Legacy page 1492
How can you access the data?
The Common Screens dataset lives on Amazon S3. You can download or hotlink the image files free using HTTPS or S3.
S3 bucket information
The AWS S3 bucket is s3://common-screens in the us-west-2 Oregon region.
Image name from domain name
The image name can be derived from a domain name by converting every run of non alphanumeric characters to a hyphen and suffixing --.jpeg. For example, a427.com becomes a427-com--.jpeg.
Example URLs
S3 HTTPS: https://common-screens.s3.us-west-2.amazonaws.com/data/jpeg/a427-com--.jpeg
S3 URI: s3://common-screens/data/jpeg/a427-com--.jpeg
Rule
- Start with the host name, not a full page path.
- Lowercase the host.
- Replace each run of characters outside
a-zand0-9with one hyphen. - Append
--.jpeg. - Join it with
https://common-screens.s3.us-west-2.amazonaws.com/data/jpeg/.
JavaScript
function commonScreensFilename(host) {
return host
.trim()
.toLowerCase()
.replace(/^https?:\/\//, '')
.split('/')[0]
.split('?')[0]
.split('#')[0]
.replace(/[^a-z0-9]+/g, '-') + '--.jpeg';
}
const filename = commonScreensFilename('a427.com');
const url = 'https://common-screens.s3.us-west-2.amazonaws.com/data/jpeg/' + filename;
Python
import re
from urllib.parse import urlparse
def common_screens_filename(value):
parsed = urlparse(value if '://' in value else 'http://' + value)

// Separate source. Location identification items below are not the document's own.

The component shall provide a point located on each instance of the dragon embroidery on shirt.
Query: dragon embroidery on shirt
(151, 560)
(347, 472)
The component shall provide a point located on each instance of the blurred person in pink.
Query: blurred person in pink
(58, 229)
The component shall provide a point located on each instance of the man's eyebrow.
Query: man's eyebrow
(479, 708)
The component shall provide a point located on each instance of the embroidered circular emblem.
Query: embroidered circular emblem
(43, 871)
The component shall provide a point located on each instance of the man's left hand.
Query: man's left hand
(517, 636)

host = (parsed.hostname or value).strip().lower()
return re.sub(r'[^a-z0-9]+', '-', host) + '--.jpeg'
filename = common_screens_filename('a427.com')

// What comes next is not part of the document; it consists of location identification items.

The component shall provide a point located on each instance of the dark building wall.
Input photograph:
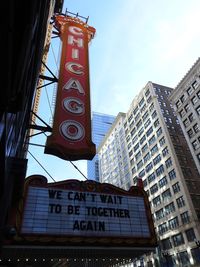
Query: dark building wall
(24, 33)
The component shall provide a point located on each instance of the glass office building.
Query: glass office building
(101, 123)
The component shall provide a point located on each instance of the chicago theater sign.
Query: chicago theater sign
(71, 134)
(84, 212)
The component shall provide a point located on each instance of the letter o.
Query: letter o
(74, 68)
(72, 130)
(74, 105)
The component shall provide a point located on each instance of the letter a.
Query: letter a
(74, 84)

url = f'https://common-screens.s3.us-west-2.amazonaws.com/data/jpeg/{filename}'
AWS CLI
aws s3 cp --no-sign-request \
s3://common-screens/data/jpeg/a427-com--.jpeg \
./screenshots/a427-com--.jpeg
Bucket structure
| Prefix | Contents |
|---|---|
/data/jpeg | JPEG images available through the public S3 HTTPS endpoint. |
/data/png | PNG images when available. |
/data/tiff | TIFF images when available. |
/data/ocr | OCR text files with the JPEG image name appended with .txt. |
/metadata | Metadata for images and domains in CSV and gzip formats. |
/source-data | Source domain names used to generate screenshots. |
/machine-learning | Machine learning datasets and models for IAB classification and image processing. |
/docs | Documentation files. |
Metadata
The metadata is updated monthly with new domains. It includes IAB category, page language, title, description, and keywords captured from each domain's primary webpage.